Pain, if it is not too overwhelming, is something you get used to after a while. It travels with you, sleeps with you, makes rules about what can and cannot be done. And then there comes an afternoon when, as you sit at your desk, reviewing the latest professional hope research literature, you are struck by an awareness that something is different. At first you wonder what has been added, and then you realize that it is not that something has been added, but rather that something has unaccountably gone missing. The missing thing is pain.
There follows a moment of wonder, and then a moment of celebration, and finally, an appraisal. For this arm, the one with the pain, is still falling short of her potential. Not yet reached is the time when she will once again retrieve the second row of water glasses from the third kitchen shelf, or stretch back to fasten a bra hook, or hold the railing while stepping down from the city bus.

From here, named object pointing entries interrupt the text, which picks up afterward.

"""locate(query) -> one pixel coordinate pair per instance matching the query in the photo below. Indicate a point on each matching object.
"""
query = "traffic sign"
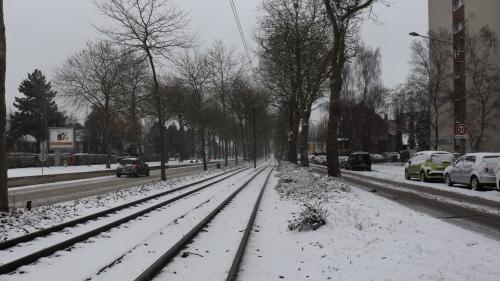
(461, 131)
(43, 151)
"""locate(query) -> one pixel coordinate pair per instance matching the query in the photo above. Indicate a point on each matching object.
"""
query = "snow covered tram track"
(13, 245)
(215, 224)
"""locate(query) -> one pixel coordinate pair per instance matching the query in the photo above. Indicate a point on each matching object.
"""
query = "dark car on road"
(359, 161)
(132, 167)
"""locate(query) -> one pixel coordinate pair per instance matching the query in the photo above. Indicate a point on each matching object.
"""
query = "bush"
(312, 217)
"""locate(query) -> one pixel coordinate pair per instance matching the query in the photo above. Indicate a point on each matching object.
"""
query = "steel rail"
(28, 259)
(171, 253)
(235, 266)
(47, 231)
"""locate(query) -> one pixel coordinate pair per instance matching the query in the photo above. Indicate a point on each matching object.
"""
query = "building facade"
(463, 19)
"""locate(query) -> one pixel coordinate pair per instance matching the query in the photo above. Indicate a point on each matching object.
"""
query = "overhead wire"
(240, 30)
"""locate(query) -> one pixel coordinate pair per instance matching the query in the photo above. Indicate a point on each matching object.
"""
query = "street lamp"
(459, 103)
(414, 34)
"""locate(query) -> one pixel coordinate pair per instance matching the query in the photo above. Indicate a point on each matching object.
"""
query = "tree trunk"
(137, 130)
(107, 135)
(183, 145)
(304, 139)
(292, 143)
(4, 200)
(334, 109)
(159, 110)
(203, 155)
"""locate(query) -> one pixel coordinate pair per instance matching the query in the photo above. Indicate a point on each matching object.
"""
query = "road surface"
(46, 194)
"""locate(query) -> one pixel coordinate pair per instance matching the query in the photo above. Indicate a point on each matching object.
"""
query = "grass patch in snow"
(311, 192)
(311, 217)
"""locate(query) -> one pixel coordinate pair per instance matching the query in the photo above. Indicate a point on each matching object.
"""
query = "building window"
(457, 4)
(459, 26)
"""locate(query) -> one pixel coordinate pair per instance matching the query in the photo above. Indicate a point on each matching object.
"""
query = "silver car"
(473, 169)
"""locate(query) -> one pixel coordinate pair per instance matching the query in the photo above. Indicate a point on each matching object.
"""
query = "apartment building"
(462, 19)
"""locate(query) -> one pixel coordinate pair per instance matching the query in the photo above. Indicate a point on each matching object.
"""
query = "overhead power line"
(240, 29)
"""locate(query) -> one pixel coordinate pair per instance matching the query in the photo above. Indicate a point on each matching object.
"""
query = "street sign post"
(461, 131)
(43, 153)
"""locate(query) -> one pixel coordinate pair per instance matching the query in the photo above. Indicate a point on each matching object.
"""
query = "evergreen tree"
(37, 110)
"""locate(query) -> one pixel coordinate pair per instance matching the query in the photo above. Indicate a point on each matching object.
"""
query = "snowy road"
(469, 212)
(123, 250)
(46, 194)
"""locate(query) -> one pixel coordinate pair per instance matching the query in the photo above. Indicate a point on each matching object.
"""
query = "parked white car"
(498, 177)
(473, 169)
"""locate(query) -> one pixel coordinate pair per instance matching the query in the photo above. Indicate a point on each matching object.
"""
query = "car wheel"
(447, 179)
(474, 183)
(423, 177)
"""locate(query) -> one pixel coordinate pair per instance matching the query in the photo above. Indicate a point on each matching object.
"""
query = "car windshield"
(362, 157)
(440, 158)
(492, 160)
(129, 162)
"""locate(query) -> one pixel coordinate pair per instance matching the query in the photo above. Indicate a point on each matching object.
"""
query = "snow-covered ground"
(20, 221)
(395, 172)
(366, 237)
(37, 171)
(124, 252)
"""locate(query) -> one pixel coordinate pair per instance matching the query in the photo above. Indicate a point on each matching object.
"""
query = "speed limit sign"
(460, 131)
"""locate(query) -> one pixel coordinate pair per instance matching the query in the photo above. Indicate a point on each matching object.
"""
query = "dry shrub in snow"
(311, 217)
(301, 185)
(311, 191)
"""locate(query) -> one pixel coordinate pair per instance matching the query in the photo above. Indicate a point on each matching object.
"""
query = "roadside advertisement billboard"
(61, 138)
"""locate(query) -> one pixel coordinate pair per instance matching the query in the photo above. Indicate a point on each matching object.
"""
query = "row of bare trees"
(126, 75)
(304, 47)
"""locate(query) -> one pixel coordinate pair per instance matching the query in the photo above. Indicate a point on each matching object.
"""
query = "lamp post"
(459, 105)
(254, 140)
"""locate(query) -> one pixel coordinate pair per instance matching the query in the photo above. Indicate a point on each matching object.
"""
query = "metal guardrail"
(42, 179)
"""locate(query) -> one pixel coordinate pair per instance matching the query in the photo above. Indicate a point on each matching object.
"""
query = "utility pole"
(254, 141)
(4, 200)
(265, 138)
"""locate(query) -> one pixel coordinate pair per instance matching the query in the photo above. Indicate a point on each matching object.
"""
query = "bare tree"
(223, 66)
(132, 99)
(152, 28)
(194, 72)
(94, 76)
(481, 49)
(343, 15)
(295, 40)
(431, 71)
(4, 200)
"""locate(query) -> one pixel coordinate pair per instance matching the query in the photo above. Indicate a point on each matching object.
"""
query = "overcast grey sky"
(42, 34)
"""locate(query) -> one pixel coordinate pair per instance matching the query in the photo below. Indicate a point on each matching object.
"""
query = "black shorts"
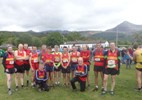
(88, 67)
(27, 67)
(110, 71)
(67, 70)
(49, 68)
(20, 69)
(139, 69)
(98, 68)
(73, 66)
(57, 69)
(10, 71)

So you pause in your reading to stretch, and extend, and hold for twenty seconds six times in each pose, the way the physiotherapist taught you to do. And you keep this up until the old aching tug has taken up its position once again. Then you go back to reading research articles from the hope literature. But a part of you is now wondering if, albeit inadvertently, you might have discovered one internal difference between athletes and couch potatoes. Could it be that a couch potato will rest until the pain goes away, while an athlete, noticing the absence of pain, will see the untapped potential and jump up to stretch some more?
You want to be the athlete. It seems the right thing to be. but honestly, you have to admit that there is definitely a generous portion of couch potato in you.